Valley residents voice concern over handling of Saddle Ridge Fire during meeting

Jory Rand Image
Thursday, October 17, 2019
Valley residents voice concern during meeting on Saddle Ridge Fire
Residents affected by the Saddle Ridge Fire gathered in Granada Hills to receive updates and voice concerns regarding the handling of the fire when it first erupted.

GRANADA HILLS, LOS ANGELES (KABC) -- Residents affected by the Saddle Ridge Fire gathered in Granada Hills Wednesday to receive updates and voice concerns regarding the handling of the fire when it first erupted.

"Absolute disaster. I mean, the city tells everyone 'We're here to help you. Sign up for this program, sign up for that program,'" said Bill Cotter of the Community Police Advisory Board. "When the program is supposed to work, it just doesn't."

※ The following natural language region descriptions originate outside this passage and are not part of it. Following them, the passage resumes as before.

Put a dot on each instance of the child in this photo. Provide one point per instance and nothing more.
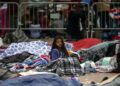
(58, 49)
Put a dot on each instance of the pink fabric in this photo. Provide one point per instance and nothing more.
(85, 43)
(42, 57)
(4, 21)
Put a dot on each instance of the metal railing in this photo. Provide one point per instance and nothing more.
(8, 16)
(105, 17)
(53, 15)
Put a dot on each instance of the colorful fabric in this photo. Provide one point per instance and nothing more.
(107, 64)
(64, 66)
(34, 47)
(85, 43)
(40, 80)
(96, 52)
(30, 62)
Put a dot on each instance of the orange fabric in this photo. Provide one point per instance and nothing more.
(86, 43)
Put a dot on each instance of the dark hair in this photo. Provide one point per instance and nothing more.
(117, 65)
(63, 48)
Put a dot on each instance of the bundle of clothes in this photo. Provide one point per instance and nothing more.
(34, 55)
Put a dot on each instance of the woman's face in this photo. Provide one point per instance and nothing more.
(59, 43)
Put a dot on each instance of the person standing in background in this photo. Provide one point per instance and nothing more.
(103, 12)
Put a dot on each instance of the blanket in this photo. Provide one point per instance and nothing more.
(35, 47)
(40, 80)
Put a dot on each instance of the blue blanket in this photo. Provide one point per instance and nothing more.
(40, 80)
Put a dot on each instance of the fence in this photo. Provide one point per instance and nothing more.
(8, 17)
(54, 16)
(105, 18)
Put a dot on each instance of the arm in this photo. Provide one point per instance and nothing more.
(55, 54)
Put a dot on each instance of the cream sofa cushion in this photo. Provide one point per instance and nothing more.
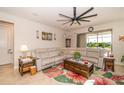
(54, 53)
(59, 58)
(91, 59)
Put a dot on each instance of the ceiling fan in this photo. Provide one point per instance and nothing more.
(77, 19)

Cotter was referring to the city of Los Angeles' reverse 911 system that is supposed to call residents warning them of an emergency.

"Not one person anywhere of those properties that I've spoken to has gotten a single 911 call," Cotter added.

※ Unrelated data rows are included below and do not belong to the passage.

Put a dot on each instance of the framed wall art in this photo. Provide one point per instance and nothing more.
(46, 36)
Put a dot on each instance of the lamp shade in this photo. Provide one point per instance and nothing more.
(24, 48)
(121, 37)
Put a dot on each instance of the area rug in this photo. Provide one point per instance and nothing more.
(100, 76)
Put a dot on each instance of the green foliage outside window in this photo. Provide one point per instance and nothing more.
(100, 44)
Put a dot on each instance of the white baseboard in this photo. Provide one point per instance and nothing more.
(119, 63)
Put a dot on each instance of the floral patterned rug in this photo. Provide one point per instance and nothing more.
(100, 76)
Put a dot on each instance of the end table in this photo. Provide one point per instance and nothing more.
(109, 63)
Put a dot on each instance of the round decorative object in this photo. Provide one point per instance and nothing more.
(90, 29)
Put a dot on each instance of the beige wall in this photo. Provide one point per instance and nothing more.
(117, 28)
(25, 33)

Angela Suarez of Granada Hills said her cousin in Thousand Oaks was the one who sent her the mandatory evacuation message.

The problem has been blamed on cell towers that suffered damage in the fire, but that does not explain landlines that never got a call, or cellphones outside the fire zone near working towers.

Also unexplained at the meeting was what was burning Tuesday at the Aliso Canyon gas storage field, the site of a massive gas leak in 2015.

SoCalGas said a small, mysterious fire burned for hours from Monday into Tuesday, which it believes is from old crude oil activity. It won't know until the Division of Oil, Gas and the Air Quality Management District tests the soil.

SoCalGas said there is no risk to the public, but residents are concerned what chemicals may have been left behind that burned in the fire.